Hong Kong Securities Body Pushes Back On Tighter Crypto Licensing Rules

Neon-lit Hong Kong skyline at night as an institutional investor faces a glowing Licensing Rules barrier with CARF and de minimis panels.

Hong Kong’s Securities and Futures Professionals Association (HKSFPA) filed objections on January 19–20, 2026 to proposed virtual-asset licensing measures, arguing the package would impose disproportionate compliance costs and deter traditional asset managers from entering the market. The association’s core message is that the draft approach raises barriers in ways that are not proportional to risk.

The proposals stem from consultation conclusions published in December 2025, and the public comment window remains open until February 6, 2026, when regulators will review industry feedback.
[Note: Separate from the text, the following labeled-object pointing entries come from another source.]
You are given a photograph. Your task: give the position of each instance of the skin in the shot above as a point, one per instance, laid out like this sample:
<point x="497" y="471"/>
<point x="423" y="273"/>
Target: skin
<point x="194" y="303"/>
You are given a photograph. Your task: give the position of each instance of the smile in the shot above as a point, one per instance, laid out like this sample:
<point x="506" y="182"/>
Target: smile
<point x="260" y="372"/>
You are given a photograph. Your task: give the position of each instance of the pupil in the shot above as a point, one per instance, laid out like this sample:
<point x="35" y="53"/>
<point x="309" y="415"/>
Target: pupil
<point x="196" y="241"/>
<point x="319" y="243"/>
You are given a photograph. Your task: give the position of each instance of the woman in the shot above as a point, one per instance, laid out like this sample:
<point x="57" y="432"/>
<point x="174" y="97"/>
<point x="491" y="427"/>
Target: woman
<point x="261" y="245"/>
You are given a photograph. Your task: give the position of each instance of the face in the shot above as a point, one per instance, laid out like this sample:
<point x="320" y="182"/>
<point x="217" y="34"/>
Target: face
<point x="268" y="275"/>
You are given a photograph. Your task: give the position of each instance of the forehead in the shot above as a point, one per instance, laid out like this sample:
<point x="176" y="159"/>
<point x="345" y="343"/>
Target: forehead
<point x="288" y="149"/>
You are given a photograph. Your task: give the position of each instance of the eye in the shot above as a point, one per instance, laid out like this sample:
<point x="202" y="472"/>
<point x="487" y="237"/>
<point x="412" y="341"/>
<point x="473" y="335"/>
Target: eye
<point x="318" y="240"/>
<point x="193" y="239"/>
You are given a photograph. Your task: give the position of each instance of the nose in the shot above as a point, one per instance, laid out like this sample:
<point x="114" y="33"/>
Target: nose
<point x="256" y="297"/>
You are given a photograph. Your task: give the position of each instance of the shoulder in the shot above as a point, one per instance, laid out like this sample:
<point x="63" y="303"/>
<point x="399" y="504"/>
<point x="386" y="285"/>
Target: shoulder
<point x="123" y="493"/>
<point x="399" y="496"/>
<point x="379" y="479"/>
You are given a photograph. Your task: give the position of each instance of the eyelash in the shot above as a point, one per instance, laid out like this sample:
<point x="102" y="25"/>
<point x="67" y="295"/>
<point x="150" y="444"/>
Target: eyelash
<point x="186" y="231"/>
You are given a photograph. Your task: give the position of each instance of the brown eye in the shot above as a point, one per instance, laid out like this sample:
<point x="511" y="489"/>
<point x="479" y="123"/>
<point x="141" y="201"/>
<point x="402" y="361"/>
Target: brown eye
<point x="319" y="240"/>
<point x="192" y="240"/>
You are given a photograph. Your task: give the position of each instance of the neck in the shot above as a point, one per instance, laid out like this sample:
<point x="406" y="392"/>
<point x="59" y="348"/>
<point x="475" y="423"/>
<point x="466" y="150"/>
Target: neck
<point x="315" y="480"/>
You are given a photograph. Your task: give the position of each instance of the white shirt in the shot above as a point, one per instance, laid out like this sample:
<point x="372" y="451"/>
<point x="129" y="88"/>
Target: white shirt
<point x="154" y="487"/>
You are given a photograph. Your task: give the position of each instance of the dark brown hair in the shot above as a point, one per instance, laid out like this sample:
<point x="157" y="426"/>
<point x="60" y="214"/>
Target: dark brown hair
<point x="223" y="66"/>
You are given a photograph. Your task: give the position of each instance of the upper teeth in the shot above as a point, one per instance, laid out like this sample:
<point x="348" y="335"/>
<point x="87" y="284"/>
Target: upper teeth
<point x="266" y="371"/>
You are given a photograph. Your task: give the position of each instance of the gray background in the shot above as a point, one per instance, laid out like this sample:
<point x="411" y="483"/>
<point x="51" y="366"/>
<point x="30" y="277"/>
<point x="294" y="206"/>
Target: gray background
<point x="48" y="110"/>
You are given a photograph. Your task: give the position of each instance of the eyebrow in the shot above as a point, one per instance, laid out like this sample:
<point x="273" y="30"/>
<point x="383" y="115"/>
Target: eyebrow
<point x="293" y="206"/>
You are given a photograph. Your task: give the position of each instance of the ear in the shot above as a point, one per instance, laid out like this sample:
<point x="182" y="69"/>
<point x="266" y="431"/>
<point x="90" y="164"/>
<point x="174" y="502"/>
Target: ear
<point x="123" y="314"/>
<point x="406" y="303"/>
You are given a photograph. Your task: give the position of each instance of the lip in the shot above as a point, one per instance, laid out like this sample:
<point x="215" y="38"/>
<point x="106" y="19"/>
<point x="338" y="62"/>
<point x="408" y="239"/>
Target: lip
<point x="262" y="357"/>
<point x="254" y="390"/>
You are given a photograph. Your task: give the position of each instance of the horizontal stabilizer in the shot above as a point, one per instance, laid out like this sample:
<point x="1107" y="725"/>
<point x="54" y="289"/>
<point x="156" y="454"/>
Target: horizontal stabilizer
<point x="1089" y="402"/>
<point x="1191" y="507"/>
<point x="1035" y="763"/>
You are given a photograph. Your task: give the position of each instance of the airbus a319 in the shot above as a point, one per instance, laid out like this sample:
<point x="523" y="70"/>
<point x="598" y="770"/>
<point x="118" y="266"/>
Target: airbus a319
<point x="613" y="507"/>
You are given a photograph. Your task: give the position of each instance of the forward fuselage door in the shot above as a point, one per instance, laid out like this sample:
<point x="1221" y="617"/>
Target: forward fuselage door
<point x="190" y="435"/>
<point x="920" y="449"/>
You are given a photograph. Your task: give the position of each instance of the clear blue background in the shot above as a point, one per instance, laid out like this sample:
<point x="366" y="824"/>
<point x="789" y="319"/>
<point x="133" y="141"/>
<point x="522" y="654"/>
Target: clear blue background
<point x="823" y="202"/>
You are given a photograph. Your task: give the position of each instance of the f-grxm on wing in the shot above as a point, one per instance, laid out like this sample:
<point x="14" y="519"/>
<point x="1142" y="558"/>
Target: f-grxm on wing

This timing makes the current consultation period the primary leverage point for shaping how licensing, custody, and reporting obligations will land in practice.

The Licensing and Custody Changes HKSFPA Is Challenging

HKSFPA warned that removing the 10% de minimis threshold would force managers with minimal exposures—down to a 1% allocation—to obtain full virtual-asset licenses. The association argued that eliminating the threshold becomes an “all-or-nothing approach” and asked for a reinstated, risk-based exemption or a notification regime for small allocations.

The group also criticized a proposed mandate to use only SFC-licensed custodians, describing it as impractical for private equity and venture capital funds that buy early-stage tokens not yet supported by local custodians. HKSFPA urged flexibility through limited self-custody rules and acceptance of qualified offshore custodians for professional investors.

HKSFPA also addressed CARF and CRS amendments, stating it does not oppose tax transparency but objects to the operational mechanics as drafted. It flagged uncapped penalties, tight reporting deadlines, and potential data-privacy conflicts, and requested explicit penalty caps, stronger legal protections for data collection, and lighter requirements for entities with minimal reporting activity.

Why This Matters for Market Structure and Institutional Participation

The filing framed the package as likely to divert established managers away from Hong Kong’s virtual-asset ecosystem unless the rules are calibrated. HKSFPA argued that high entry barriers and rigid custody requirements could block Hong Kong-based managers from operating Web3-focused venture funds and push trading and custody activity offshore.

Operational and compliance cost risk around CARF was presented as an additional pressure point, with the association warning that open-ended penalties and cross-border data friction could create legal and procedural uncertainty. That uncertainty, in turn, can increase onboarding friction for institutional investors and slow allocation decisions.

For fund managers considering digital-asset exposure, the filing signals intensified lobbying ahead of the consultation close and highlights the policy trade-off regulators must manage. The decision set is whether to enforce one-size-fits-all controls or implement a risk-based regime that preserves institutional access while addressing custody, reporting, and consumer-protection risks.

Investors and industry participants are now focused on the February 6, 2026 deadline as the key milestone for whether policymakers accept calls for a reinstated de minimis threshold, custody flexibility, and clearer safeguards around CARF implementation. The outcome will shape the practical cost and complexity of participating in Hong Kong’s regulated virtual-asset market.